Drilling restrictions in Alaska’s Arctic National Wildlife Refuge and in offshore areas such as the Chukchi Sea and Outer Continental Shelf, the report says, are denying us access to at least nine years’ worth of total U.S. oil and gas consumption.

The U.S. used 22.8 trillion feet of gas and 5.2 billion barrels of oil in 2009. Locked up by federal restrictions are approximately 43 billion barrels of oil and 286 trillion cubic feet of natural gas. Without access to these resources, average natural gas prices will rise 17% by 2030 and electricity prices will “necessarily skyrocket,” as Barack Obama once said, by 5%.

The net effect of our energy inaction will be a reduction in gross domestic product by $2.36 trillion cumulatively through 2029, or by 0.52% annually. We’d also be forgoing hundreds of thousands of high-paying energy and construction sector jobs here in the U.S. as well as missing a golden opportunity to sharply cut our trade deficit.

These are not climate fantasies derived by running faulty assumptions and bad data through inaccurate computer models. This is simple math, common sense and Economics 101. Energy is expensive. We’re leaving vast amounts in the ground while importing it from others. In a word: duh.

Oil accounts for about half our trade deficit. We spend hundreds of billions each year, much of it in borrowed Chinese money, to buy oil from abroad while we let ours sit in the ground. We depend on the world’s petrotyrants, including Russia’s Vladimir Putin, Iran’s Mahmoud Ahmadinejad and Venezuela’s Hugo Chavez, who are all too willing to use their energy wealth as a weapon.

President Obama announced on Tuesday an $8.3 billion loan guarantee to help build two nuclear reactors, a move that hopefully will invigorate the nuclear power industry after nearly three decades in which no new plants have been built. We applaud the move, but suspect it’s being done more to advance the chance for cap-and-trade legislation than to achieve energy independence.
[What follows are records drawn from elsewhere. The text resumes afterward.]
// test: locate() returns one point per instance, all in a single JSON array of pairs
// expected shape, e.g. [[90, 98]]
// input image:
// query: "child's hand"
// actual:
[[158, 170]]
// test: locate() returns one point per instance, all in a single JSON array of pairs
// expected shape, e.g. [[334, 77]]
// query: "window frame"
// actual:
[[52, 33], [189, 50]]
We back an all-of-the-above approach and so, apparently, do the American people. Comments on a Bush-era rule to expand domestic drilling, held up by Interior Secretary Ken Salazar, ran 2-to-1 in favor of drilling here and now.

In addition to conventional sources of oil and natural gas, we have vast stores locked up in domestic shale formations. The Barnett Shale rock formations of Texas and Louisiana, the Bakken Shale formation in Montana and North Dakota, and the Marcellus Shale formation running through New York, Pennsylvania and other states may hold as much as 2,000 trillion cubic feet of this clean-burning, domestically produced fuel.

So just why are we leaving this job-creating economic windfall in the ground?